6. In tempi più recenti (Sez. 4 n. 12186 del 2024), si è pure ricordato il percorso originato dalla giurisprudenza della Corte di Strasburgo (tra le altre, C.E.D.U., 24 marzo 2015, Messina c. Italia, n. 39824/07), secondo cui è ingiusta una detenzione che, per effetto della riconosciuta liberazione anticipata, sia rimasta sine titulo quando i giudici nazionali sono tenuti, in assenza di un qualsiasi potere discrezionale, ad applicare una tale misura a chiunque soddisfi le condizioni stabilite dalla legge per beneficiarne (Grava c. Italia, n. 43522/98, § 43, 10 luglio 2003, Pilla c. Italia, n. 64088/00, § 41, 2 marzo 2006, Sahin Karatas c. Turchia, n. 16110/03, § 35, 17 giugno 2008, e Del Rio Prada c. Spagna [GC], n. 42750/09, 21 ottobre 2013).
7. Si tratta di parte essenziale del giudizio sulla sussistenza del diritto alla riparazione, sul quale il giudice ha l’obbligo di pronunciarsi dopo aver apprezzato i fatti rilevanti allo scopo. Si tratta di appurare la condizione negativa all’insorgenza del diritto all’indennizzo dell’eventuale comportamento doloso o gravemente colposo dell’interessato, eziologicamente connesso alla detenzione ingiustamente subita in esecuzione di un ordine di esecuzione errato.

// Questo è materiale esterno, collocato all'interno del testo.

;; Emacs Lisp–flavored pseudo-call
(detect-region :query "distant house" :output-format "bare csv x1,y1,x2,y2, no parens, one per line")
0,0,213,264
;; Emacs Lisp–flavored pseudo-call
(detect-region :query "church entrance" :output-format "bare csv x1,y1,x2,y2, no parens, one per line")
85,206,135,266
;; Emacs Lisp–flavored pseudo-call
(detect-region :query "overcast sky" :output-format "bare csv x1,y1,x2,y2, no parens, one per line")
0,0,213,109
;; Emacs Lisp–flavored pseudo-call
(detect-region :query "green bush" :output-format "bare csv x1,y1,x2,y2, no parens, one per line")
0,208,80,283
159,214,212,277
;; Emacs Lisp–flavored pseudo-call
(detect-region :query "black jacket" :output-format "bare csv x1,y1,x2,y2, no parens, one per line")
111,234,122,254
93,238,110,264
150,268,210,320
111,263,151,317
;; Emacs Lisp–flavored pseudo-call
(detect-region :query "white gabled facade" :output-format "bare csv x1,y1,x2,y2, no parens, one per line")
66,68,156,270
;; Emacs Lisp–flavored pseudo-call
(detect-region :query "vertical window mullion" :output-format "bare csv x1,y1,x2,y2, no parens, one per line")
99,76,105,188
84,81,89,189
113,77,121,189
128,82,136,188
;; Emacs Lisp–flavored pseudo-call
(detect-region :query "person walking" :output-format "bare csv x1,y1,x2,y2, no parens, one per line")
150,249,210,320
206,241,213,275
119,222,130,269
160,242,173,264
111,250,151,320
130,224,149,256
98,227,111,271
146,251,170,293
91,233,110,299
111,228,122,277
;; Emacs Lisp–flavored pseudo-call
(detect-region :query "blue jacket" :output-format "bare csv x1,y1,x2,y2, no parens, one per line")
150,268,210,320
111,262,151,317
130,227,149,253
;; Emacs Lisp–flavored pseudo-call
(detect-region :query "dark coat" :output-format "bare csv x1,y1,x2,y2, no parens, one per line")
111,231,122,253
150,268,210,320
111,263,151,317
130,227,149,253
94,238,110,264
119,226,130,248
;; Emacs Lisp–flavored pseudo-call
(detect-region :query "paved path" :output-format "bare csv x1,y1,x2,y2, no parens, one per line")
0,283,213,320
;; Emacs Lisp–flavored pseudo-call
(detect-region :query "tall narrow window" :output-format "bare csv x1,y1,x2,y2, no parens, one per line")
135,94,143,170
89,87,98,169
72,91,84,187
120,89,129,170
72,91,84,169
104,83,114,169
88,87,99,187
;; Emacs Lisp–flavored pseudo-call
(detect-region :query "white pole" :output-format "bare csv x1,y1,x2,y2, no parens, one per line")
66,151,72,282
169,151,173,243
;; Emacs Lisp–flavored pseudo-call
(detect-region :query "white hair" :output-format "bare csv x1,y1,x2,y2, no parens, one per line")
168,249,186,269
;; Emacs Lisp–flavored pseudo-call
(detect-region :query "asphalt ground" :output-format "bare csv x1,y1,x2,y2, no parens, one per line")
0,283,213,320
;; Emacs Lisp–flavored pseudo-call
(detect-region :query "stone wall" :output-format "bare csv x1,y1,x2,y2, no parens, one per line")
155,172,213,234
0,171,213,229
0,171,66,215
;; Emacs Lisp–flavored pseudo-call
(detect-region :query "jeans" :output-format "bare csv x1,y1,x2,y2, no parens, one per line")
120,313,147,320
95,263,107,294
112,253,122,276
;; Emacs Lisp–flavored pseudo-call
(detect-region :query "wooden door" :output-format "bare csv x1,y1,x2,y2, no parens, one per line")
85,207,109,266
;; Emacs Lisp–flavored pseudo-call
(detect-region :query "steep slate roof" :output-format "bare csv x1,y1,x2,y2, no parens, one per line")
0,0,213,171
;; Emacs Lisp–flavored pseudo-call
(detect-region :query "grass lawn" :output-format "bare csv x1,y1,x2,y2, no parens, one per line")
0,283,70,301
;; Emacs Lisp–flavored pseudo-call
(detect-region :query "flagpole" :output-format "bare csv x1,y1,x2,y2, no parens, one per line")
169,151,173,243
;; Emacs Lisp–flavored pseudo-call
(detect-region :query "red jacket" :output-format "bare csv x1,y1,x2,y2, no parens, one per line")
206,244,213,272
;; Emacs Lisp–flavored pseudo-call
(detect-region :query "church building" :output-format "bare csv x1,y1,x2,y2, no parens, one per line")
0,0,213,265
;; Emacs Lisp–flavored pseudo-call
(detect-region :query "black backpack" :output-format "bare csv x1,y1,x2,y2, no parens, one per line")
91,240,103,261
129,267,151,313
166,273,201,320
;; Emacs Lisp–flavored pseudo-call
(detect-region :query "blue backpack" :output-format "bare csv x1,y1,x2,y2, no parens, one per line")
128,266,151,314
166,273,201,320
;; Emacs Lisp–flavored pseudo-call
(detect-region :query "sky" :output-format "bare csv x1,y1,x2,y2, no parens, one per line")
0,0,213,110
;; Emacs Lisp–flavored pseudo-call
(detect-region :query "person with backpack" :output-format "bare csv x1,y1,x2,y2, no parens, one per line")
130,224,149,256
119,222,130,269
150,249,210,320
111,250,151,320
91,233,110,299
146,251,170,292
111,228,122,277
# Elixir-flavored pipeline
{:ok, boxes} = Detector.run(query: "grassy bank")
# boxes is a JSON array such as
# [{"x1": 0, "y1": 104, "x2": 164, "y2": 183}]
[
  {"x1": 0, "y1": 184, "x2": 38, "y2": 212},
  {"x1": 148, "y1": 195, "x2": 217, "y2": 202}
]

8. Il provvedimento censurato, trascurando del tutto tali aspetti essenziali del giudizio instaurato ex art. 314 cod.proc.pen, non ha fatto corretta applicazione di tali principi di diritto,
Consegue a quanto esposto l’annullamento con rinvio del provvedimento impugnato a diversa sezione della Corte d’appello di Roma, che dovrà procedere a nuovo esame alla luce dei principi sopra richiamati, oltre che provvedere alla regolazione delle spese del presente giudizio di legittimità. In ragione del sottostante titolo di reato occorre disporre l’oscuramento dei dati personali.